Dr. Jonathan Hodges has stepped down from the presidency of the Paterson School Board to draw attention to the last set of dismal test scores in this Abbott, State-controlled district. There's more to the story than that – The Record ran a story last week recounting Hodges’ disappointment that Lucille Davy replaced the former superintendent with a new administrator. (Paterson's run by the State, so the Board there is "advisory" in nature.) Nonetheless, in an editorial in the Herald News Hodges explains that "I fired myself” as way to get other Paterson professionals to take responsibility for a school system in utter shambles. He writes,

More importantly, I did so to underscore the overall performance of the district and the fact that the adults in the system are not taking responsibility for what is happening here. The adults include the administrators, the principals, the teachers and, yes, the parents.

The Paterson public school district has about 30,000 kids, 52 schools, and over 6,000 employees. The total cost per pupil is $17,501. Over 90% of the kids are Hispanic or African-American., and over 50% have a primary language other than English. The reading level of the average Paterson student entering high school is fourth grade, six months.

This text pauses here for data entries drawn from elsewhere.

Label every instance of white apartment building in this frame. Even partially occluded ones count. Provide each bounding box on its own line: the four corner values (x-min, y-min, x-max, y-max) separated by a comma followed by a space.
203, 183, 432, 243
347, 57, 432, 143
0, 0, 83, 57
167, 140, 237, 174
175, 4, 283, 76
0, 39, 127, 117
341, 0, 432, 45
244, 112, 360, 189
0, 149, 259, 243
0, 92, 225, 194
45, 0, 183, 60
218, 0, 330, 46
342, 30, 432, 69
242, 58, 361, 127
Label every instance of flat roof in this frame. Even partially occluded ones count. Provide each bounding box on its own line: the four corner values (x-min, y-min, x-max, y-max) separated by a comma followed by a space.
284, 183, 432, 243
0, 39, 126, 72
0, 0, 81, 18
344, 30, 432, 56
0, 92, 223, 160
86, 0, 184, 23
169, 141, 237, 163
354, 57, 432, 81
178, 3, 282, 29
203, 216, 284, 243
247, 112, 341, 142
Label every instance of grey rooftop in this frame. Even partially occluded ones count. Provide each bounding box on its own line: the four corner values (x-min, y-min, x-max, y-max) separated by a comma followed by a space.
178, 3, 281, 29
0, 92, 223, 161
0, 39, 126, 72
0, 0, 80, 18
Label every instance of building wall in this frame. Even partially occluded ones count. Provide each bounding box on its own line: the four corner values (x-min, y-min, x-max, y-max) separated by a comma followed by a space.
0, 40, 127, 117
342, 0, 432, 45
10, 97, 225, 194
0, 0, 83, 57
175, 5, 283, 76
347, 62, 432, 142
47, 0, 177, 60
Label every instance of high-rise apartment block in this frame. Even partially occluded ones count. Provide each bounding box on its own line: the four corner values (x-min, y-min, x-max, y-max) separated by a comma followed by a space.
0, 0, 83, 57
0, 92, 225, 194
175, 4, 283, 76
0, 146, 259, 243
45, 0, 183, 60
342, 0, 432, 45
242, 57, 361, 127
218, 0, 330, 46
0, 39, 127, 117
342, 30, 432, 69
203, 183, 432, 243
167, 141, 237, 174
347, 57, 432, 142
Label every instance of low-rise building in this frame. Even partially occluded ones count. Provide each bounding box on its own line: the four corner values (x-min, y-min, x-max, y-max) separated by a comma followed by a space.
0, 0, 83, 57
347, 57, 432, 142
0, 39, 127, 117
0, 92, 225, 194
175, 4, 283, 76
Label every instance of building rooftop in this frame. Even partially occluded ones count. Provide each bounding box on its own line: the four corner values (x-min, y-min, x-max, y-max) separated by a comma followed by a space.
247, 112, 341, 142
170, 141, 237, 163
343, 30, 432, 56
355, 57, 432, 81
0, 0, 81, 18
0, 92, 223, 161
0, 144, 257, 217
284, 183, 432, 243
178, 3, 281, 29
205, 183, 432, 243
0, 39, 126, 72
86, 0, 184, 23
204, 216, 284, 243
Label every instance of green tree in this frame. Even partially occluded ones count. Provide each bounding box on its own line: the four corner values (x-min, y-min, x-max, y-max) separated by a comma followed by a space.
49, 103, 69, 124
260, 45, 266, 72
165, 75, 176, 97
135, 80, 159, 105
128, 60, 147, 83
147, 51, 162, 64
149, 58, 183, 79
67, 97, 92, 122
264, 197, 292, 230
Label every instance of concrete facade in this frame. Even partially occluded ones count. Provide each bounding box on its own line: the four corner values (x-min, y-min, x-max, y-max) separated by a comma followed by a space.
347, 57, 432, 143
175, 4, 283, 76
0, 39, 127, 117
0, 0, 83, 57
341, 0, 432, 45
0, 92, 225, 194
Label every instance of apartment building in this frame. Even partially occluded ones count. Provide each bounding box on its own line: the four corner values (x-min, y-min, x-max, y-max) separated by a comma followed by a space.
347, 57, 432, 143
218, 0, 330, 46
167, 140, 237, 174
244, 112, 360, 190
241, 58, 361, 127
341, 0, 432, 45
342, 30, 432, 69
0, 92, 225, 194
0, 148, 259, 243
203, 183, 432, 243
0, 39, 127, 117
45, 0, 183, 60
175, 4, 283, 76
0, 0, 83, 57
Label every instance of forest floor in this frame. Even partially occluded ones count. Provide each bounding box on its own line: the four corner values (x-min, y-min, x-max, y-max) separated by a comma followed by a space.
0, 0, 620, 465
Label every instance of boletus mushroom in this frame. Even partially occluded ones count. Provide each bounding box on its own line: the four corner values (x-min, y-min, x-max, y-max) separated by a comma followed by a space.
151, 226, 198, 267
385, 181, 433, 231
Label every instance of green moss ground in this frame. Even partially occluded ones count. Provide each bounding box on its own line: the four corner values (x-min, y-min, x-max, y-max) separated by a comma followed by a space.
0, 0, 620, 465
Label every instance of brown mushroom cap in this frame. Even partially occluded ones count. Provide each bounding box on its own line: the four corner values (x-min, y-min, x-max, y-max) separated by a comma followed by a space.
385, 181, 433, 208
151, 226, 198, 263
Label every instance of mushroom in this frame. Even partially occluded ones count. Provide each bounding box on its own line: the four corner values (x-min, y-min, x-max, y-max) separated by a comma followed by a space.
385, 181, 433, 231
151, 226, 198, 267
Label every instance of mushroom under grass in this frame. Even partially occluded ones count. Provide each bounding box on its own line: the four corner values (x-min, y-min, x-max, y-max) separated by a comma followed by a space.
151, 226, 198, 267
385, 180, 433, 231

Negotiations with the Paterson Teachers Association have fallen apart. Their current four-year contract, which expires in June, had raises of 4.74%, 5%, 5%, and 5.25% per year; they are demanding 16% pay raises over the next three years. The district is asking for more teaching hours and a teacher contribution of 1.5% to health benefits. And the lack of education? Hodges says that the President of the union attributes poor test scores to worn-out facilities.


So what happens to those 30,000 kids? What is needed to make some progress? Not more money: Paterson is an Abbott district and gets plenty of cash. It’s not help from the State: the DOE took over Paterson in 1991, and 18 years is probably long enough to tell whether that'll work out. So what do we do with a district that exhibits chronic failure? Turn the whole place over to KIPP academy? Bus the kids somewhere else?

Sometimes radical failures need radical solutions, not a rearrangement of deck chairs. Hodges' move is bold, that's for sure. Can the DOE match him with some sort of game-changing plan that gives those kids a chance?